I certainly hope that the investigators of the Air Transat incident will probe deeper and give a possible link to these two incidents - or at least give the NTSB investigators thought to reconsider AA587 findings.
The Air Transat rudder event occurred when the aircraft was in cruise flight at FL350. There was a strong initial yaw motion. A flight attendant standing in the flight deck was thrown to one side. The event was not precipitated by pilot input and was not reacted to (no counter input). It is possible that the rudder started to delaminate on one side causing the rudder to push over. In this case the rudder subsequently disintegrated due to air loads and drag as is evidenced by the pictures. The vertical stab did not fail because there was no rudder reversal input nor any preexisting weakness in the stab.

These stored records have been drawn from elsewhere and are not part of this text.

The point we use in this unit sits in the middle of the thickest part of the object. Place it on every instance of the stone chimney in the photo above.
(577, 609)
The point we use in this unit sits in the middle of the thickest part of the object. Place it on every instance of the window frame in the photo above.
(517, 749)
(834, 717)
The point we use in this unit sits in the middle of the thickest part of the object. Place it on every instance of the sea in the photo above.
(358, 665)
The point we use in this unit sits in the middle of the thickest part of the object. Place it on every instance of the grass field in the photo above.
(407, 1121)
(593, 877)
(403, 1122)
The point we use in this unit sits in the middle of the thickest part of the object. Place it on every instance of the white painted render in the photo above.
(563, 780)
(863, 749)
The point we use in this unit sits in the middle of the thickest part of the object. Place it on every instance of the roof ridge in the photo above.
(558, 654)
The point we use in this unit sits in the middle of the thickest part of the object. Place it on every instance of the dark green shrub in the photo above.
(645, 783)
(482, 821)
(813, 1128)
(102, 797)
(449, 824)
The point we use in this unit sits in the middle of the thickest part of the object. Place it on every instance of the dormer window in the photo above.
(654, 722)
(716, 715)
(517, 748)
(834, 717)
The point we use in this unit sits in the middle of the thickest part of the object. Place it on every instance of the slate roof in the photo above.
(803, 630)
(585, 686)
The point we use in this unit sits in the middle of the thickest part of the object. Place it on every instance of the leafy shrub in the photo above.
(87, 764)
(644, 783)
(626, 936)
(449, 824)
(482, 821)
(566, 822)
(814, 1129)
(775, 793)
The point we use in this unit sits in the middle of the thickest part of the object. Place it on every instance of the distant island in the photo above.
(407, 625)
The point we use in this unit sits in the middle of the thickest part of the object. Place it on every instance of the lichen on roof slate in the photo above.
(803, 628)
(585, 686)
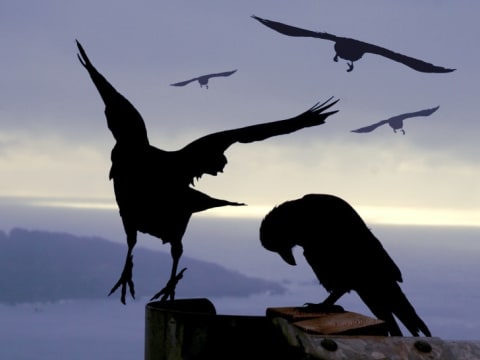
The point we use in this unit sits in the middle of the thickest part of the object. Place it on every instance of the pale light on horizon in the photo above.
(382, 215)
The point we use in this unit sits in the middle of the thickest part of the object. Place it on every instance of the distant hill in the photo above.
(37, 266)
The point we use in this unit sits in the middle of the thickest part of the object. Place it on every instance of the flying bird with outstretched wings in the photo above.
(154, 188)
(353, 50)
(203, 80)
(396, 122)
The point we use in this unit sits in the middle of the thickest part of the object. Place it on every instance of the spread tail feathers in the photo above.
(386, 301)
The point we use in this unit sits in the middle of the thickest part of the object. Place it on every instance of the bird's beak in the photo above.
(287, 256)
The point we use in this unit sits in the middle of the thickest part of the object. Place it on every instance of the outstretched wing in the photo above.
(411, 62)
(205, 155)
(124, 121)
(294, 31)
(371, 127)
(425, 112)
(183, 83)
(225, 73)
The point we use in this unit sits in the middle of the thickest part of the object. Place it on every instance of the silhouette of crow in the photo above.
(396, 122)
(203, 80)
(152, 186)
(343, 254)
(352, 50)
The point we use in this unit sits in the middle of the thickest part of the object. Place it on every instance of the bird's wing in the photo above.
(425, 112)
(411, 62)
(226, 73)
(294, 31)
(124, 121)
(370, 128)
(205, 154)
(183, 83)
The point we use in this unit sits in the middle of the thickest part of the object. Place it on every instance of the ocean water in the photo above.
(440, 267)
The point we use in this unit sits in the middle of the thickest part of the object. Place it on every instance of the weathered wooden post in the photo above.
(191, 329)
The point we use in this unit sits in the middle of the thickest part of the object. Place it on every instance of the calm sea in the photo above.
(440, 267)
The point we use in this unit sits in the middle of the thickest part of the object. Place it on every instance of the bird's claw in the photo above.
(124, 281)
(322, 308)
(169, 290)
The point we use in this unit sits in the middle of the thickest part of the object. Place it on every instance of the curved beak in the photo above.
(287, 256)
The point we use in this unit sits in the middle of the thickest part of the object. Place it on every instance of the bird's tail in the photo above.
(386, 301)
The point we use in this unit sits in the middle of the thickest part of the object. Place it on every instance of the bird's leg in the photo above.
(169, 290)
(328, 305)
(126, 276)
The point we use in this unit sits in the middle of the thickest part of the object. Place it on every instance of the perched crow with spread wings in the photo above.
(153, 187)
(203, 80)
(353, 50)
(344, 255)
(396, 122)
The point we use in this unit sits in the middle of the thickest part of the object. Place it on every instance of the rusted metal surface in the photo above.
(346, 347)
(190, 329)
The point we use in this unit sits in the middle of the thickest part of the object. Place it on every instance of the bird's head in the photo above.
(274, 236)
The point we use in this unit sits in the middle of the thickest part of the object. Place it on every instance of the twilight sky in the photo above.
(55, 145)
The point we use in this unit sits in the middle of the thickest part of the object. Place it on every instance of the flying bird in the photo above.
(203, 80)
(344, 255)
(154, 188)
(396, 122)
(353, 50)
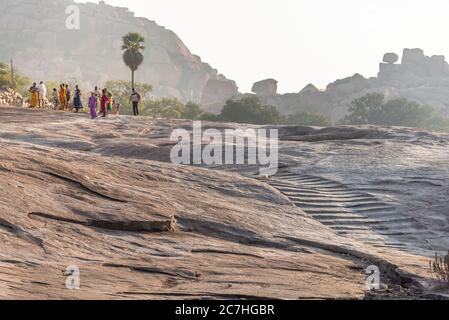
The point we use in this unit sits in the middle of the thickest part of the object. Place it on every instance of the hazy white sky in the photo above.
(299, 41)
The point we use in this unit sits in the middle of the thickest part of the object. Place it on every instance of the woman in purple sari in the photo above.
(93, 105)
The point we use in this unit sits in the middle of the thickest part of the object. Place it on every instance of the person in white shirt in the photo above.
(42, 94)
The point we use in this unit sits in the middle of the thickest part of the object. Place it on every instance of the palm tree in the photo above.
(132, 55)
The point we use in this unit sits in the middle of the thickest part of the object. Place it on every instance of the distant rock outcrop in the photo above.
(34, 34)
(266, 87)
(418, 77)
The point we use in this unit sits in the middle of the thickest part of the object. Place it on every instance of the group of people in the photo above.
(61, 100)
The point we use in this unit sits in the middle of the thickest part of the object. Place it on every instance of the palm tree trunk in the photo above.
(132, 79)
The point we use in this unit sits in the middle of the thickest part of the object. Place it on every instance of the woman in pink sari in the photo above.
(93, 105)
(104, 103)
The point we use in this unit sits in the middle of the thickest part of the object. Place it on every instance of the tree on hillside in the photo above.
(121, 93)
(4, 76)
(193, 111)
(132, 55)
(365, 110)
(308, 119)
(21, 83)
(250, 109)
(373, 109)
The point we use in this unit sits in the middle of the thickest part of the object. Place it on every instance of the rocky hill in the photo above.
(34, 34)
(417, 77)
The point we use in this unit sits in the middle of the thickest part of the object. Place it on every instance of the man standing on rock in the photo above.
(135, 99)
(42, 94)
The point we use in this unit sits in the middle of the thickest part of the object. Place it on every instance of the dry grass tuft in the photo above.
(439, 268)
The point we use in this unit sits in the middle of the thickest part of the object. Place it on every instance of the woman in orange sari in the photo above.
(62, 97)
(34, 102)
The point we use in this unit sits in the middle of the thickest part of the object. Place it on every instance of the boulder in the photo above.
(266, 87)
(390, 58)
(43, 47)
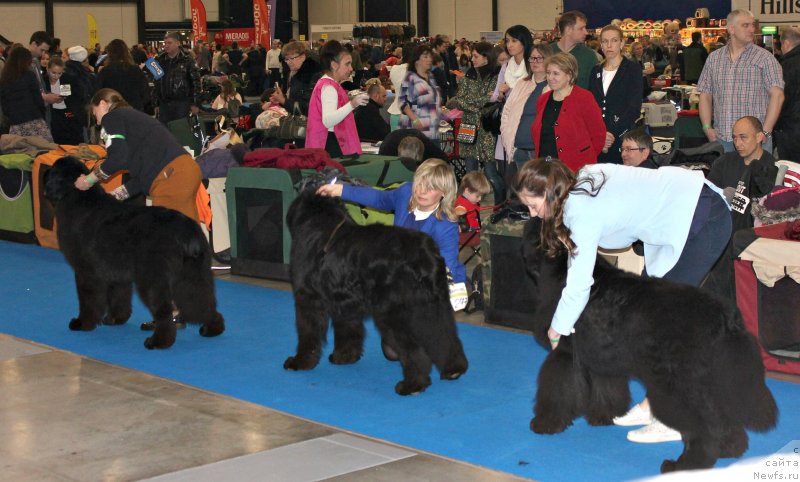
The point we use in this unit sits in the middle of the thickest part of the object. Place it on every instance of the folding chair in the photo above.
(470, 237)
(470, 240)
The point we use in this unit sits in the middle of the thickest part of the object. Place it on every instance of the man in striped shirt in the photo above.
(738, 80)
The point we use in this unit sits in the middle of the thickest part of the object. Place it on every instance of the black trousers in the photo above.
(170, 110)
(332, 146)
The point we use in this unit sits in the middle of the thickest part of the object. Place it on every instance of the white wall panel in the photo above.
(166, 10)
(117, 20)
(332, 12)
(20, 20)
(536, 15)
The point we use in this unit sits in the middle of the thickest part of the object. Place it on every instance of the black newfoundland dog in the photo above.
(702, 371)
(112, 245)
(347, 272)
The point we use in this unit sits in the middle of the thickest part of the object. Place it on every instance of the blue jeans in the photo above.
(490, 171)
(708, 238)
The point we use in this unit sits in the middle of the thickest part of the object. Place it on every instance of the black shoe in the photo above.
(151, 325)
(388, 352)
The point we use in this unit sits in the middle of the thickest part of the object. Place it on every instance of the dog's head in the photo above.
(309, 207)
(59, 180)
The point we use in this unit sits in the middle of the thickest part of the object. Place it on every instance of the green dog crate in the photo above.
(258, 199)
(16, 200)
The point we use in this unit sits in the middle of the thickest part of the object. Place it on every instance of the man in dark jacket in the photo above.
(83, 85)
(787, 130)
(692, 58)
(177, 92)
(370, 124)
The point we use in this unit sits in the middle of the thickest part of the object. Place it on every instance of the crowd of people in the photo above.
(568, 147)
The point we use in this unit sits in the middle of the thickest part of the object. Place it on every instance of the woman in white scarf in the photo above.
(518, 45)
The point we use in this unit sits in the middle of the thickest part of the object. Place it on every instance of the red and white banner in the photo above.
(242, 36)
(199, 29)
(261, 13)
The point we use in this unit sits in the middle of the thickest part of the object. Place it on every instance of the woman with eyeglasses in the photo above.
(331, 124)
(569, 125)
(520, 110)
(299, 82)
(616, 84)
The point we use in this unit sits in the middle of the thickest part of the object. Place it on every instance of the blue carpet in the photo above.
(481, 418)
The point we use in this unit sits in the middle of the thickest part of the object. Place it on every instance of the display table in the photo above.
(767, 272)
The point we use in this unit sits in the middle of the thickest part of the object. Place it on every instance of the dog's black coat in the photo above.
(702, 371)
(347, 272)
(112, 245)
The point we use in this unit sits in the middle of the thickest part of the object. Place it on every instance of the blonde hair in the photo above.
(412, 148)
(437, 174)
(294, 48)
(114, 99)
(566, 63)
(476, 182)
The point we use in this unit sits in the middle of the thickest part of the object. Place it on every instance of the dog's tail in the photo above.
(738, 372)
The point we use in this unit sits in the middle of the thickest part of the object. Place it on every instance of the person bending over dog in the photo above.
(158, 165)
(427, 204)
(683, 223)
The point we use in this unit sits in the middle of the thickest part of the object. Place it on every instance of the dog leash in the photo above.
(330, 238)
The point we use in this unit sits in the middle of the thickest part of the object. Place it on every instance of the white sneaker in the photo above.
(656, 432)
(635, 416)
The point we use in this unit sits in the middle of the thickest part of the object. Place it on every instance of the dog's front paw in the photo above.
(344, 357)
(406, 387)
(213, 328)
(542, 425)
(669, 466)
(300, 363)
(452, 375)
(76, 324)
(154, 342)
(111, 321)
(599, 420)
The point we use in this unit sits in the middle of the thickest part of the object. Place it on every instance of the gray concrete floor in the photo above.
(64, 417)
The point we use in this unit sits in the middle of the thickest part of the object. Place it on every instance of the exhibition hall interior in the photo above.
(399, 240)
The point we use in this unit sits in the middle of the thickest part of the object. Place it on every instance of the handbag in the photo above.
(467, 133)
(491, 113)
(293, 126)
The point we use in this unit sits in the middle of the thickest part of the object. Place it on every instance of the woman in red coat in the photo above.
(569, 125)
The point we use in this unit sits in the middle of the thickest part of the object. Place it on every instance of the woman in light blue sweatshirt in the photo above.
(682, 220)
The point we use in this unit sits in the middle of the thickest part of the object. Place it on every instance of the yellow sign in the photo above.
(92, 26)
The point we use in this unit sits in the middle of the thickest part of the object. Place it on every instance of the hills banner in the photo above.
(262, 11)
(199, 29)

In the AA587 incident it is possible that the same or at least similar failure occurred. The aircraft entered an area of turbulence caused by a preceding aircraft. I speculate that coincidently the rudder started to delaminate at that point. There was an initial rudder hard over which was countered by a rudder input by the First Officer. The flight data recorder showed two inputs and Airbus has latched onto the idea of rudder reversal causing stab failure. I contend or at least ruminate that the first rudder input was a feedback from the delamination rudder hardover and the second input was the FO's correct reaction. The stab failed due to a preexising weakness caused by some other event or engineering weakness.
The American crew was up at the controls as they were in the initial climb phase and reacted correctly. The Transat crew was in cruise and in a more relaxed state. Different mode of flight and different reaction and preparedness. That is a fact of airline flying.
The A310 and A300-600 are very similar machines. One of the exceptions is length. The increased length of the 300 and the greater moment arm force on the tail in combination with the rudder input could be the difference in the two cases.
This is just my opinion. But in respect to the American crew and the victims of that accident it is worth looking into.